I use have a master page (Default.master) that all my pages inherited. On some page that is inside another folder, for example, localhost/myapp/blah1/blah.aspx will not get the all_iefixes.css in the App_Themes/Default folder If i change the

<!--[if IE]><style type="text/css">@import "all_iefixes.css";</style><![endif]-->

to

<!--[if IE]><style type="text/css">@import "./../App_Themes/Default/all_iefixes.css";</style><![endif]-->

then it will work for the page inside the blah1 folder but it will break other page that doesn't live inside blah1 folder.

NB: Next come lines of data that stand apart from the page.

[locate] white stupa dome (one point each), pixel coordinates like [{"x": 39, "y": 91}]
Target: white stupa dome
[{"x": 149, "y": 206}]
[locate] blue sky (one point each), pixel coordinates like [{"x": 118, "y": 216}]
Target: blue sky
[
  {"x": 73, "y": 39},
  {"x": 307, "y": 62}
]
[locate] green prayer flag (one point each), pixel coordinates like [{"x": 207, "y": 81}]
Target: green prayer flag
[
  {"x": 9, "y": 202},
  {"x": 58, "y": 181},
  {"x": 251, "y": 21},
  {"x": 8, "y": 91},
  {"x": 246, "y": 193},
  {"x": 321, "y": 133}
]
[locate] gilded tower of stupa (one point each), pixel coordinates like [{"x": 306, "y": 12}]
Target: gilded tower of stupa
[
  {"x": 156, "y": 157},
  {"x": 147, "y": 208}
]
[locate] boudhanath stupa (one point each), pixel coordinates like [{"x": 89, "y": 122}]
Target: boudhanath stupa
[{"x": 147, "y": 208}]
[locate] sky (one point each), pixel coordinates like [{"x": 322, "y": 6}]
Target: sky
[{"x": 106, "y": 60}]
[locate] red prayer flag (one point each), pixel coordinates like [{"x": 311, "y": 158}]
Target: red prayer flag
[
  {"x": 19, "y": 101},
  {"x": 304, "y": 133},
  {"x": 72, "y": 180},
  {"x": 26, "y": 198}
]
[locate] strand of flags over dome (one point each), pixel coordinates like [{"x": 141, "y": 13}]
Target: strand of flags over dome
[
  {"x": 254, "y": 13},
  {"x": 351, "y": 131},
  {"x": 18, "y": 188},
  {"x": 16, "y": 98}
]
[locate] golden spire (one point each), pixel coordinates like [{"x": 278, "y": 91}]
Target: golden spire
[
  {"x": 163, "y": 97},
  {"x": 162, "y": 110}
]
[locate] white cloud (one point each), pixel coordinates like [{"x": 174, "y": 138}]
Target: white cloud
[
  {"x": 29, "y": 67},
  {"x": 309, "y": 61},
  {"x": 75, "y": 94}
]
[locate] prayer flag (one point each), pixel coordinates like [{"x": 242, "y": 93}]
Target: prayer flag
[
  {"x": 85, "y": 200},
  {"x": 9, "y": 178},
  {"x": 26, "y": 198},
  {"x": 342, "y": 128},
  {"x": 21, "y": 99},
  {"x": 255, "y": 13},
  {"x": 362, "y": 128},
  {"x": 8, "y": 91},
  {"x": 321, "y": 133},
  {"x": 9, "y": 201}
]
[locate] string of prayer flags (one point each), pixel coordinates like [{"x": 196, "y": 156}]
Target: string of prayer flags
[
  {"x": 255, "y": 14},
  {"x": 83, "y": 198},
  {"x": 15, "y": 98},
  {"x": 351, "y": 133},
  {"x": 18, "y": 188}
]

I think i can create several master page and depend on where i want to put my aspx pages to live then i can adjust the link but i think this is a rather "stupid" fix (?). Is there an elegant way to do this.

Jack

+3  A: 

You should avoid using relative paths in your master pages unless you can generate it with code:

You can try using server tags to resolve the path, but this is not always possible (for instance, if youre manipulating the control tree in code)

@import "<% this.ResolveUrl("~/App_Themes/Default/all_iefixes.css") %>";
BC
Do you mean to put that code in the conditional comment?
Jack
Yes, within the conditional comment, OR print the entire conditional comment with the ResolveUrl method call entirely from code.
BC
A: 

+1 from the ablove. However, I'd rather use browser files in ASP.NET.

Jason N. Gaylord
Hello, do you have a tutorial link regarding on how to use browser file to determine which CSS file to load?